だが動きを止めれば、追跡者に短時間で発見される。
護送の男は一呼吸のうちに考えをまとめた。
護送対象をこの場に一時的に安置し、単独行動によって追跡者を撹乱する。
可能ならば各個撃破が最良と判断した。
出航まであと三時間半。
現在地から秦港まで約一時間。
移動手段が破壊された今、二時間前後でなんらかの決着をつけ、別の車を手に入れなければ間に合わなくなる可能性がある。
発火能力者はショッピングモールに入ったはずだ。
ならばこちらから迅速に迎撃するのが望ましい。
「しばらく、ここで休んでいろ。物音を立てないようにするんだ。
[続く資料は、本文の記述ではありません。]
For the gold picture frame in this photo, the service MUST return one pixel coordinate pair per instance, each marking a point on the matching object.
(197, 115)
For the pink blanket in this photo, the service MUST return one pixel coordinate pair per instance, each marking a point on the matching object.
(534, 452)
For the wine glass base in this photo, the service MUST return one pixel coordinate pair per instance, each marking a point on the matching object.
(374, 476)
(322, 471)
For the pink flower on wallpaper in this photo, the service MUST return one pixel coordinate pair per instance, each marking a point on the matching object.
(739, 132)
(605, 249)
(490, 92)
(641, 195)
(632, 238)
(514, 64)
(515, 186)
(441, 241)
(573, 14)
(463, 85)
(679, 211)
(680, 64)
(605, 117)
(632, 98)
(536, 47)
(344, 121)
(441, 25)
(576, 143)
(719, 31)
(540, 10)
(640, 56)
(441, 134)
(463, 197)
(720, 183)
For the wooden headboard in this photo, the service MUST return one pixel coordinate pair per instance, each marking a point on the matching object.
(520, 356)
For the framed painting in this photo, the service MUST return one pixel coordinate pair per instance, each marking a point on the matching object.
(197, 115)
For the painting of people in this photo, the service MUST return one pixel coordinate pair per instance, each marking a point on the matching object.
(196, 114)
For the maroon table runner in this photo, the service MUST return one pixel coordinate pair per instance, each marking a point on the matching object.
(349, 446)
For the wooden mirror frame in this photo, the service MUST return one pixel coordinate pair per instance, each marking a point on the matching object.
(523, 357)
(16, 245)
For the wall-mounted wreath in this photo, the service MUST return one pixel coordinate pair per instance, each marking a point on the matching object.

少し片付けてくる」
立ち上がろうとする男を、春日歩が裾を引っ張って止めた。
「なんだ?」
「彩香を。彩香だけでも連れて行って」
彼は少年の弱々しい声の嘆願をどう受け止めたのか、どんな思いを感じたのか、あるいは感じなかったのか。
少なくとも返答は春日歩の意に沿うものではなった。
「駄目だ。私が受けた仕事は君たち二人を港へ連れて行くことだ。一人でも欠けると任務失敗と見なされ、残った一人も乗船は拒否される」
少年の必死な優しさに対し、護送者は冷淡かつ事務的に優先事項を告げた。
そして南条彩香は表情を表さず、だが少年の手を頑なに離そうとしない様が見て取れた。
「それに彼女のほうが動こうとしないだろう」
少年の手に彼は拳銃を一つ渡した。
「使い方は教えた。これでその子を守ってやれ」
彼は本当に少年が戦えるとは考えなかっただろう。
拳銃を与えたのは、ただこの場に留まらせるための方便にすぎない。
なにより、少年たちが拳銃を使う状況になるのは、護送任務が失敗した時だ。
しかし春日歩の精神は、拳銃という武器を手にしたことで、思惑通り、少しだけ不安が紛れたようだ。
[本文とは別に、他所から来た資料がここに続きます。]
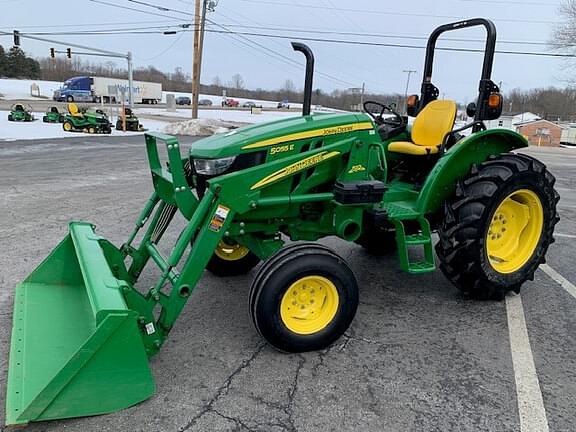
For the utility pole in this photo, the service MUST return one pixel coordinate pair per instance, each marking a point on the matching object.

拳銃の重さは、脆弱な者に力を与えてくれる確かな証拠のように。
銃とは、強者、弱者に関係なく、平等に力を与える武器。
少年の顔色の変化を捕らえ、護送者は告げる。
「では、行ってくる」
am03:00
Lシック。
三階建てのショッピングモールには雑貨屋から、化粧品店、貴金属店、衣料品店、食料品売り場、電気屋など、大衆向けからちょっとした高級店まで多数の店舗を入れた、大型総合商業店だ。
創業十年が経ち、経営は順調。
そのショッピングモールに侵入した№42・奥田佳美は、探索を始めてすぐに奇妙なこと気付いた。夜間は盗難防止策に店舗区画に分けてシャッターが下ろされているのが常だが、しかし現在疎らに開いている。
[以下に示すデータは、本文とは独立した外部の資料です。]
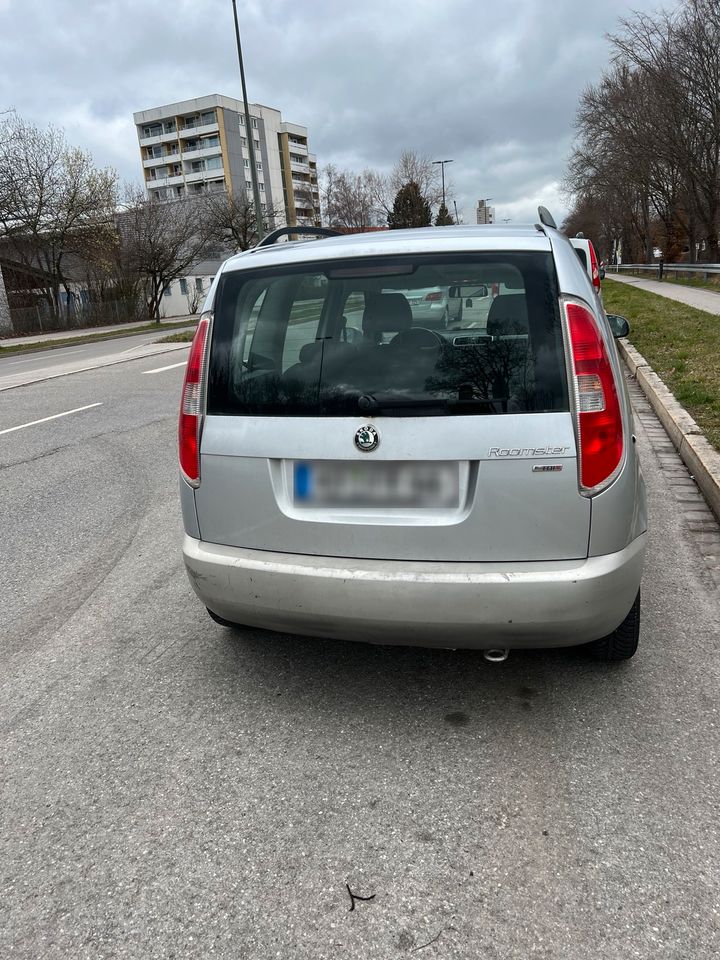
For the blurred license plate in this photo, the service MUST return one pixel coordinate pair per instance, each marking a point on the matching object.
(334, 483)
全部というのではなく、一部がある程度の間隔を持って開かれており、また半開きの状態のところもある。
不意にシャッターの上がる金属音が無人のショッピングモールに響いた。
即座に音源へ走ると、そこにシャッターを上げる誰かはおらず、自動的に上がっている。
どうやら制御室に類する場所から操作できるらしい。
そして操作して入る人物は彼女の知る限り一人しかいない。
同時にその意図も見えた。
能力の詳細を敵がどの程度知っているのかわからないが、炎の性質についてはある程度の知識があるらしい。
空間が半ば限定されたこの状況下で大きな火焔を引き起こせば、爆風や炎は向かう場所を求めて荒れ狂い、場合によっては放った本人がその餌食になりうる。
自分の能力を制限させること。
同時に、シャッターの適度な開閉はさながら迷路であり、身を隠す楯であり、炎を防ぐ障壁だ。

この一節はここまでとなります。